Here is where our team splits, as Ozymandias and Rorschach attempt to recruit Bruce Wayne and Lex Luthor to their cause, whilst Mime and Marionette are restrained aboard the Owlship. At this point, Gary Frank’s art goes from good to great, as we are treated to some brilliant visual storytelling, mixing Watchmen inspired visual cues with Geoff Johns’ humour and wit. The Owlship bursting through the Bat Symbol and Rorschach’s exploration of Wayne Manor are particular highlights. Rorschach being distracted by a free breakfast leading to him notice a tell tale breeze under the grandfather clock is an amusing and appropriate way for that character to unearth Bruce Wayne’s big secret.

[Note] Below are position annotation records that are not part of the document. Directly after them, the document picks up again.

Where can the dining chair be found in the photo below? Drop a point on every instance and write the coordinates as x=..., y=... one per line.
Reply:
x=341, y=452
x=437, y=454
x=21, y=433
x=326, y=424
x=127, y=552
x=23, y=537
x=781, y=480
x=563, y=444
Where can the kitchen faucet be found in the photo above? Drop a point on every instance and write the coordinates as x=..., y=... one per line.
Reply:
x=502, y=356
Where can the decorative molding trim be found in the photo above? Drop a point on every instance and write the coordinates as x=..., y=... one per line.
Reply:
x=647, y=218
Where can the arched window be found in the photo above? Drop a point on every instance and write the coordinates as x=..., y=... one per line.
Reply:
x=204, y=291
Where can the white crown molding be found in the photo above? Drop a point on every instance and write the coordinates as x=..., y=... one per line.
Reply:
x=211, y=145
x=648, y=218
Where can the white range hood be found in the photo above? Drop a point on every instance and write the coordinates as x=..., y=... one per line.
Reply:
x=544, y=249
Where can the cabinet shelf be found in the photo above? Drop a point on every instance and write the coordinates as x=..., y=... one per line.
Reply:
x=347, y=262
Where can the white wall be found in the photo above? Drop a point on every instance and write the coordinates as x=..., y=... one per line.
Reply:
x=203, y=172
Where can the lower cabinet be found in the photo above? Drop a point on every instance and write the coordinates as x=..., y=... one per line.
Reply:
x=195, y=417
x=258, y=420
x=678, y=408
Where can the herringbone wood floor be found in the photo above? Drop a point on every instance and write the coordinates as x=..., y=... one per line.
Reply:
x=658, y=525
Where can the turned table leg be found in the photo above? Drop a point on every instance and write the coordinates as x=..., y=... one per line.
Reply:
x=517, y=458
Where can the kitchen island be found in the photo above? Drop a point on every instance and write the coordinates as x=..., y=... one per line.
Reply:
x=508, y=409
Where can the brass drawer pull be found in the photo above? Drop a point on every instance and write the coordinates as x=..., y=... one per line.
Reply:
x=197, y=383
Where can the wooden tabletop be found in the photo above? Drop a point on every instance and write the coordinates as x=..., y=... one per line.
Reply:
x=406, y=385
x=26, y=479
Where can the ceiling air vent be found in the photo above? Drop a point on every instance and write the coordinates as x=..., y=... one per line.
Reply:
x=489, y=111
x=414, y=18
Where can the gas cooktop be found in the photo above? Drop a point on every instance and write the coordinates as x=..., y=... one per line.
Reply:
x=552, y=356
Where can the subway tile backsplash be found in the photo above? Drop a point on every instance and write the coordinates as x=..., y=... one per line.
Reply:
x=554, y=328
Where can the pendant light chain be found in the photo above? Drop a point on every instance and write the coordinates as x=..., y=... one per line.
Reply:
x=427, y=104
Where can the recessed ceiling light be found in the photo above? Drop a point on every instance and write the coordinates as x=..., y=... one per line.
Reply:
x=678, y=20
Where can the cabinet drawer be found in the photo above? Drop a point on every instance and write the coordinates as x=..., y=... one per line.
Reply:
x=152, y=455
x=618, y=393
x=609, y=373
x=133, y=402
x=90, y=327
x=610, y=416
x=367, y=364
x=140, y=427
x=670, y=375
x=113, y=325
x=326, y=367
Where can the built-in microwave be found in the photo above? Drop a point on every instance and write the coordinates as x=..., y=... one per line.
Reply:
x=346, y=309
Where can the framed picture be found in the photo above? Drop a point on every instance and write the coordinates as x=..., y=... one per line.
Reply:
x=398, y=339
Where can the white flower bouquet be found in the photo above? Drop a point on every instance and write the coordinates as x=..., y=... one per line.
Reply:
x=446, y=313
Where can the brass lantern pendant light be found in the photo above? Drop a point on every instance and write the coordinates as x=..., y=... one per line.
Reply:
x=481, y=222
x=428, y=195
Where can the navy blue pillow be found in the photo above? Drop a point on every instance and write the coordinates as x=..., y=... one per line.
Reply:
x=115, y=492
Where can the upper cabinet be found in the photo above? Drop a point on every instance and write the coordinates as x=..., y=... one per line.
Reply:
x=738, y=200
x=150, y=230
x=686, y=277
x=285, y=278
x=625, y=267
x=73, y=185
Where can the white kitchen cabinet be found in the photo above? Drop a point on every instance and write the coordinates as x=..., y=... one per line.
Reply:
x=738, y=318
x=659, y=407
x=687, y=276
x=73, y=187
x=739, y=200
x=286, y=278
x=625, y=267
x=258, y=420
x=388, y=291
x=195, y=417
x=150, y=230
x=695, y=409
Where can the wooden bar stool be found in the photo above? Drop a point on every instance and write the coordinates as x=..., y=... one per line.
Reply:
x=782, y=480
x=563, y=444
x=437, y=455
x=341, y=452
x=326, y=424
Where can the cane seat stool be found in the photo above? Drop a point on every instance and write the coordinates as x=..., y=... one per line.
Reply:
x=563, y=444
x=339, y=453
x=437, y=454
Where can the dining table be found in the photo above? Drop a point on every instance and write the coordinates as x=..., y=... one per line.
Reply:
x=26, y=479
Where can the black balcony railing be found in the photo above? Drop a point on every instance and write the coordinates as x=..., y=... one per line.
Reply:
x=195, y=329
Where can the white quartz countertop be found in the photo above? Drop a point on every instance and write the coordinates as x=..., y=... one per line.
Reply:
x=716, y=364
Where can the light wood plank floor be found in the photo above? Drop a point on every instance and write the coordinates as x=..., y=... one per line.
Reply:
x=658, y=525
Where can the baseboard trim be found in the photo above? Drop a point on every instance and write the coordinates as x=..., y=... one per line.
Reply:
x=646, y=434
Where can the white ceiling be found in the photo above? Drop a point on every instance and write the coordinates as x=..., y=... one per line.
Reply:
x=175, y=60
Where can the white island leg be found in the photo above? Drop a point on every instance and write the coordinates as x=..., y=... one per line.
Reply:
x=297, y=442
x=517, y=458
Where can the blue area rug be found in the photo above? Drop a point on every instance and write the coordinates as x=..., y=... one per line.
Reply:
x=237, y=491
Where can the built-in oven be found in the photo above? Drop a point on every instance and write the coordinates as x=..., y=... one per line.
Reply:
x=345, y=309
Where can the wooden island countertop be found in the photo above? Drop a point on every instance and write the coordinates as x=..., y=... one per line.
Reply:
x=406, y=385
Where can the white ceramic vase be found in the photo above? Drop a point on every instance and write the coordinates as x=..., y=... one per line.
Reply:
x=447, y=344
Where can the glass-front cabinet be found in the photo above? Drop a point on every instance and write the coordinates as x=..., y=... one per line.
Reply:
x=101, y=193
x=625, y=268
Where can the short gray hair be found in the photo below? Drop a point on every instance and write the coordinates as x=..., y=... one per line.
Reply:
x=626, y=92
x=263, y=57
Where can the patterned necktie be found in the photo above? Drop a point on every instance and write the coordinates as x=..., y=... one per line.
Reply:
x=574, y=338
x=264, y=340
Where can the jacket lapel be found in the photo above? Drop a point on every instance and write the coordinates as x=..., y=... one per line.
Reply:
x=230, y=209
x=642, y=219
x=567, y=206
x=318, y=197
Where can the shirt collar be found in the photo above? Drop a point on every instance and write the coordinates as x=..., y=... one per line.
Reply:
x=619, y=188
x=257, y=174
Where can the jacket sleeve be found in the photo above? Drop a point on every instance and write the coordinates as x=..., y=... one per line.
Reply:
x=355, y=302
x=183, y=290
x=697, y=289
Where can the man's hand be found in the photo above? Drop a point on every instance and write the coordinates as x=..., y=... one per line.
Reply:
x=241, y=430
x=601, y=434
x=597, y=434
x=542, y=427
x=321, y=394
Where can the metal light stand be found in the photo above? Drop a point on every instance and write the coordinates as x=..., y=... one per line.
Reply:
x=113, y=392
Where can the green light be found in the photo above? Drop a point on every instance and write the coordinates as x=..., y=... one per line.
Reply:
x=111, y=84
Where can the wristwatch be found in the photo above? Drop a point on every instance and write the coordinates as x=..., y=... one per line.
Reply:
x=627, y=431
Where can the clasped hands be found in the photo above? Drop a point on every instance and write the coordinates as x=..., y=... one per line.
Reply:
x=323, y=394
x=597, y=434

Ozymandias on the other hand has less luck convincing Luthor, who has reverted back to his evil business tycoon demeanor that readers have not seen since before Forever Evil. Luthor questioning Ozymandias’ intelligence after having the plot of Watchmen explained to him feels like Johns winking to the reader about the more ridiculous aspects of that series finale.
We are then left with not one, but three, cliffhangers as a seemingly resurrected Comedian attacks Luthor, Mime and Marionette escape into Gotham City, and Rorschach is confronted by a hungry Batman. Hopefully the Comedian’s appearance is not all it seems, as I feel that bringing back this character undermines the importance of his murder in the original Watchmen. Perhaps it’s tied to Ozymandias brain tumor. We can only wait and see.
Overall, this issue continues the high quality established by the first, with John’s doing an admirable job of echoing the writing style of Alan Moore and Gary Frank bringing beautiful and inventive imagery to every page. My only negatives being the protagonists convenient journey to Gotham and the reappearance of the Comedian, though these do not detract from the story overall. I look forward to seeing where this story goes next and how one gruff vigilante will come to terms with another gruff vigilante eating his pancakes.